1. The most popular comment this week comes from stonedwalled, who got 2,585 thumbs up for this comment on the article about anti-social behaviour on a Bus Éireann bus travelling from Letterkenny to Dublin:

It’s the bus drivers responsibility for his passengers.

All he had to do was ring the guards on the quiet and have them meet the bus at the next town.

2. Rotundjocularity got 1,287 thumbs up for this comment on the worst things about weddings:

I saw an invite that specified:
No dresses from ‘coast’
Minimum cash gift €250
The cheek

3. Shaun the Sheep got 1,279 thumbs up for this comment on the article about the costs awarded in a recent High Court case about home births:

So not only was she unwilling to pay the midwifes insurance herself (which was the HSEs concern as there are limited public funds) but now she expects others to pay her legal bill? This case was about money, nothing more. The ‘state’ did not refuse her a home birth, and did not infringe on her rights, but simply said they could not afford the insurance premium which was high given the history of huge payments arising out of births where negligence has been proven.

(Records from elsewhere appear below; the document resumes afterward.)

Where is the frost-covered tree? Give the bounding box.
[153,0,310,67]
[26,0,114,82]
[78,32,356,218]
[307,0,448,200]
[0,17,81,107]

4. Rísteard Ó Muineacháin got 1,233 thumbs up for his response to stonedwalled on the Bus Éireann article:

Yeah, sounds like a fairly simple solution.

5. In fourth place was Aimee Kavanagh with 1,216 green thumbs for this brief comment on the article about the man who died at Electric Picnic last weekend:

His poor family :-(

6. Finally, Chopstix got 1,061 thumbs up for his comment about the 21-year-old graduate who was asked to dance to Daft Punk’s Around the World at a job interview:

Disgraceful , just because people are having a hard time looking for work employers think they can humiliate them.